View Full Version : Astronomy, astrophysics question



cjolley
8th August 2006, 07:41
This is an article about a new way to calculate astronomic distances that may change the accepted Hubble Constant by 15%.

http://www.cnn.com/2006/TECH/space/08/08/universe.age/index.html

This is what struck me:


...
Scientists now estimate the universe to be about 13.7 billion years old (a figure that has seemed firm since 2003, based on measurements of radiation leftover from the Big Bang) and about 156 billion light-years wide.

The new finding implies that the universe is instead about 15.8 billion years old and about 180 billion light-years wide.

...




How could the universe be ~15 billion years old, but ~150 billion light years wide?
Doesn't that imply that the average rate of expansion is an order of magnitude greater than the speed of light?

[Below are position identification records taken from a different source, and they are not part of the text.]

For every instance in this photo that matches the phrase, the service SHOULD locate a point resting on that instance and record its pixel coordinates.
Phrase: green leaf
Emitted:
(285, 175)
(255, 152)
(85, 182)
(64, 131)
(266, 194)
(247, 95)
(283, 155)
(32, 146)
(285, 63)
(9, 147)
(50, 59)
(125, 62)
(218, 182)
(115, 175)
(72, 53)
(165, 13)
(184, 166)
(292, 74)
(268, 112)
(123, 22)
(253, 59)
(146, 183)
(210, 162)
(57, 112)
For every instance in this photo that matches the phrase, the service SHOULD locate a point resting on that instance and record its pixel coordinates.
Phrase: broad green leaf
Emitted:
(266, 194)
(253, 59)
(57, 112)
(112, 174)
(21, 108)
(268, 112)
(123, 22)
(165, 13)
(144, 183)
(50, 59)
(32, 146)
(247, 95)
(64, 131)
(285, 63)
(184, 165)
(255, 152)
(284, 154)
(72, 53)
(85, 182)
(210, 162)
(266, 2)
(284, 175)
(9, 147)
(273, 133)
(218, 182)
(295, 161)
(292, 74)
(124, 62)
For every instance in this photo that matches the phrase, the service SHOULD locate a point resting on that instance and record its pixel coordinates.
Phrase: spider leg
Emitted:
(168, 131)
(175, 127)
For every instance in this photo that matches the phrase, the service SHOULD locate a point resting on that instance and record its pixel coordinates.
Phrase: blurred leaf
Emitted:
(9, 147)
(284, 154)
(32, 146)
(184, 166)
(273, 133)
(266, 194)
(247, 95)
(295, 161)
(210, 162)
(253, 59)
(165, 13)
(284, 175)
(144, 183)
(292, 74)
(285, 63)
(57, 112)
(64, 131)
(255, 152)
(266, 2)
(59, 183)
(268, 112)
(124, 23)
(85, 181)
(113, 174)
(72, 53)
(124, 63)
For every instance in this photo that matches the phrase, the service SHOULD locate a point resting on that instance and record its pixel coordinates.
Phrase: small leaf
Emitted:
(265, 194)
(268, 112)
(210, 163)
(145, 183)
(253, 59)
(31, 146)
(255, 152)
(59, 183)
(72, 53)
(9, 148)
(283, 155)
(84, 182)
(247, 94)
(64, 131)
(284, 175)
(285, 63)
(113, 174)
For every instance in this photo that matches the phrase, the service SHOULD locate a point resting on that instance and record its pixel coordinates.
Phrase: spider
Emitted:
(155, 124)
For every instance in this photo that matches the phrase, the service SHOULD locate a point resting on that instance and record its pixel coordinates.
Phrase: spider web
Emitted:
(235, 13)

Admittedly my detailed astrophysics knowledge dates from 1975, but on the face of it this sounds impossible.
Anyone know what gives?

Nowhere
8th August 2006, 18:07
Yes, the rate of expansion "is" (somehow...) order of magnitude greater than the speed of light. No, this doesn't violate Einstein's physics. Simply because the space itself expands.

KRSESQ
8th August 2006, 20:06
According to current theory, the universe reached 90% of its current size before Einstein kicked in, in just the first few hundred thousand years of its existence.

http://en.wikipedia.org/wiki/Big_Bang

Kevin

Dr Mordrid
8th August 2006, 20:52
WMAP = Wilkinson Microwave Anisotropy Probe, a 2001 probe to ameasure the distribution of the cosmic background radiation ( http://en.wikipedia.org/wiki/WMAP ) and thereby get a read on the conditions after the 'big bang'.

http://upload.wikimedia.org/wikipedia/commons/thumb/2/2d/CMB_Timeline300.jpg/800px-CMB_Timeline300.jpg

Mehen
8th August 2006, 21:03
What is to say there are not multiple "universes?" Brings you back to that question you would always ask as a kid - how can space never end? and if it does end, what is beyond that - wouldn't it just be more space? And then if so - why not more "universes" in it? I think they should redefine universe.

Dr Mordrid
8th August 2006, 23:16
According to M-Theory (M variously = Magic, Membrane ['brane for short] or Matrix) there is a multitude of universes, a 'multiverse', contained in 11 dimensions: 10 spatial + time.

NOVA's 'Elegant Universe' online (3 hrs) does a fair job of putting it into English;

http://www.pbs.org/wgbh/nova/elegant/program.html (small frame QT/RM segments)

http://www.pbs.org/wgbh/nova/elegant/program_d.html (full screen QT/RM segments)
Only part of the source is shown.